L’explosion des plus de 65 ans sera défavorable aux marchés d’actions. Les marchés obligataires devraient, en revanche, profiter de l’accroissement des 55-64 ans.
L’appétit pour le risque est inversement proportionnel à l’âge des investisseurs. L’explosion des plus de 65 ans dans de nombreux pays industrialisés aura donc un impact particulièrement négatif pour les actifs risqués, notamment les actions, car plus les investisseurs approchent de la retraite, plus la prise de risque est limitée. C’est en tout cas le fil conducteur de l’étude sur l’impact de la démographie sur les marchés financiers réalisée par Jean-Marc Buchalet et Pierre Sabatier, les cofondateurs du cabinet de recherche économiques et financière Primeview*. « Outre l’impact sur nos modèles économiques, sociaux voire politiques, les transformations démographiques à venir dans les prochaines décennies vont substantiellement changer la donne en ce qui concerne les prix des actifs via deux leviers?: les implications sur la demande et l’offre d’actifs au regard de la dynamique d’épargne des ménages, mais aussi une modification significative des comportements vis-à-vis de la prise de risque, conséquence du vieillissement généralisé des populations », expliquent les auteurs de l’étude. Tout comme les comportements consuméristes des ménages, ils soulignent en effet que l’attrait pour telle ou telle classe d’actifs varie selon l’âge des ménages, en fonction de deux facteurs principaux?: le niveau d’épargne disponible bien sûr, mais aussi le degré d’aversion pour le risque.

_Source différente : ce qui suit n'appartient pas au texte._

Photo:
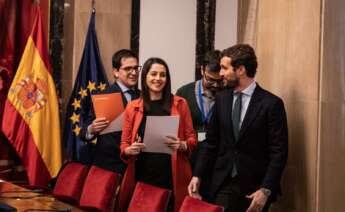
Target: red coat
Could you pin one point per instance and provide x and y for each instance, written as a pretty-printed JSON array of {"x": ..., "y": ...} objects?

Les 45-54 ans?: l’âge d’or pour les actions
Pour les auteurs de cette étude, les marchés boursiers se comportent généralement le mieux, hormis bien évidemment éléments conjoncturels pénalisants, lorsque la tranche d’âge des 45-54 ans est numériquement la plus élevée et inversement. « C’est clairement la tranche d’âge la plus favorable sur le plan économique et des actifs risqués, font-ils valoir. Elle gagne plus, consomme plus et n’affiche qu’une faible aversion pour le risque. Elle porte ainsi avec elle la croissance du PIB vers son apogée, soutenue par les dépenses des ménages qui atteignent leur nirvana. En gonflant les chiffres d’affaires, les entreprises se portent de mieux en mieux, affichant des taux de marge de plus en plus impressionnants. Ajoutées à cela une aversion au risque toujours relativement faible et la disparition progressive du besoin immobilier, le premier achat immobilier se faisant autour de 31 ans, et le second autour de 41 ans, toutes les conditions semblent réunies pour que les actifs risqués en profitent, au premier lieu desquels les actions. » L’avenir devrait ainsi être particulièrement défavorable pour les marchés d’actions, notamment américains. « La classe d’âge des 45-54 ans atteint actuellement un sommet outre-Atlantique et dans une moindre mesure en Europe, soulignent les auteurs de l’étude. Le Japon, véritable laboratoire en ce qui concerne l’impact des modifications démographiques sur l’allocation d’actifs, nous donne une idée de la trajectoire que pourraient emprunter les marchés actions dans un horizon de long terme, et confirme notre scénario de « Bear Market »** en forme de tôle ondulée pour les bourses occidentales. »
Perspectives favorables pour l’obligataire
Le vieillissement de la population a également des effets sur les marchés obligataires et les taux d’intérêt, qui sont en moyenne d’autant plus bas que la classe d’âge des 55-64 ans est nombreuse. « L’âge de la retraite se rapprochant, l’aversion pour le risque pousse en général les ménages à arbitrer progressivement vers des actifs à plus grande visibilité, comme les actifs à revenus fixes que sont les obligations d’Etat », expliquent les auteurs. Or, une demande élevée pour les obligations pousse les prix de ces actifs à la hausse et leur rémunération – les taux d’intérêt – à la baisse. La forte hausse à venir des 55 à 64 ans aux Etats-Unis et en Europe, tranche de population particulièrement friande d’actifs obligataires, devrait donc favoriser, selon l’étude, les obligations d’Etat dans un horizon de 10 ans. « En conséquence, les taux d’intérêt devraient rester structurellement bas dans ces deux zones à moyen et long terme, même si des tensions ponctuelles ne sont pas à exclure », précisent-ils.